Na óptica do Recorrente o que importa é tão só que
ambos os acórdãos se tenham pronunciado sobre a necessidade/desnecessidade da prolação do despacho de admissão do recurso. “A questão da notificação do despacho seja ao Recorrente seja ao(s) Recorrido(s) seja ao Ministério Público é uma questão que não tem qualquer relevância porquanto é uma questão que só emerge após a prolação do despacho de admissão do recurso, sendo, pois posterior à questão fulcral dos autos”
Não é, todavia, assim.
Na verdade, como resulta do acórdão cuja reforma é pedida, em ambos os arestos, estava em causa a apreciação de uma nulidade processual baseada na falta de prolação do despacho de admissão do recurso.
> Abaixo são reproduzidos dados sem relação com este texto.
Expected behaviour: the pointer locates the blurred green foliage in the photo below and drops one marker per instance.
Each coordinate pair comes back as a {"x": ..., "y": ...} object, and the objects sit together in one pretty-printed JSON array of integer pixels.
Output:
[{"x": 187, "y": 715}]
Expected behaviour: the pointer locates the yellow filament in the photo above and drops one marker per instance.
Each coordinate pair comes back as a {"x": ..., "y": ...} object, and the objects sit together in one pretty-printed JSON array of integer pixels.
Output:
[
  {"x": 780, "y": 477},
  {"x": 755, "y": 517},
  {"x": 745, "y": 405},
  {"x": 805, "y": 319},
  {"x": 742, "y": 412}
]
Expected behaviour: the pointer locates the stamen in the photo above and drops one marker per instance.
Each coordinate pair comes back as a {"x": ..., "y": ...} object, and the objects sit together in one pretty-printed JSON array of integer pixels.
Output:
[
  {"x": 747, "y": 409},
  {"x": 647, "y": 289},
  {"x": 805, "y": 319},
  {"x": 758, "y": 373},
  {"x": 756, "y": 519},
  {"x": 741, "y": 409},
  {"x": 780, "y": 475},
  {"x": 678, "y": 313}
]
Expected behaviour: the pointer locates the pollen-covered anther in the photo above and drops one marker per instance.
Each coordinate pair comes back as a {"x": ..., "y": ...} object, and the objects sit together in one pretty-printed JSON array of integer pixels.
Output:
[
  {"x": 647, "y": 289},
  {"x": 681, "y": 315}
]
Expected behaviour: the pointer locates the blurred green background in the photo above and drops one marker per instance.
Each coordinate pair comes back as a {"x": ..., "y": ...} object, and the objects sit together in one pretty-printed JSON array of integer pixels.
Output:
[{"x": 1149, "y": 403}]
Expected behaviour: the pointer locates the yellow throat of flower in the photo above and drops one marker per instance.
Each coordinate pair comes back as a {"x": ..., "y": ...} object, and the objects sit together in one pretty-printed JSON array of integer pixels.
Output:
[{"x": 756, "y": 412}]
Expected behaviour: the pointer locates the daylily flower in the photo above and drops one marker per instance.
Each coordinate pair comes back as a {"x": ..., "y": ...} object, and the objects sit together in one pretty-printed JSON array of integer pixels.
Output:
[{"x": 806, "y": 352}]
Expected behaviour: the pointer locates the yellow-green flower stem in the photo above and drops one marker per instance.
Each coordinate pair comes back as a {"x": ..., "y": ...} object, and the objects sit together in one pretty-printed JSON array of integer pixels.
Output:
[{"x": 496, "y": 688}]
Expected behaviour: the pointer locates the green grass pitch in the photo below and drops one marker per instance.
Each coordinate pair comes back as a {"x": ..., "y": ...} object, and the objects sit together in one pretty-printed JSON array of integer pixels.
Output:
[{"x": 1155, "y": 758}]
Todavia, conforme se demonstra no acórdão reformando, o diferente circunstancialismo fáctico das situações de ambos os arestos, impede um juízo de identidade da questão fundamental de direito apreciada em ambos os arestos, pois, designadamente, no caso do acórdão recorrido, não se mostrou que o recorrente tivesse sido prejudicado pela não prolação do despacho de admissão do recurso, que subiu ao STA e foi apreciado, enquanto no caso do acórdão fundamento, a preterição do despacho e respectiva notificação, impediram o interessado de apresentar contra-alegações no recurso jurisdicional em que era recorrido.
Não houve, pois, qualquer lapso ou erro manifesto do acórdão em análise.
3. Nestes termos, acordam em indeferir o pedido de reforma do acórdão de fls. 1633 e segs..
Custas pelo requerente, fixando-se a taxa de justiça em 2 unidades de conta.
Lisboa, 5 de Junho de 2008. Maria Angelina Domingues (Relator) - José Manuel da Silva Santos Botelho - Rosendo Dias José - Luís Pais Borges - João Manuel Belchior - Jorge Manuel Lopes de Sousa - Alberto Acácio de Sá da Costa Reis - Adérito da Conceição Salvador dos Santos - Rui Manuel Pires Ferreira Botelho - Jorge Artur Madeira dos Santos - António Bento São Pedro - António Políbio Ferreira Henriques - Fernanda Martins Xavier e Nunes - José António de Freitas Carvalho - Edmundo António Vasco Moscoso.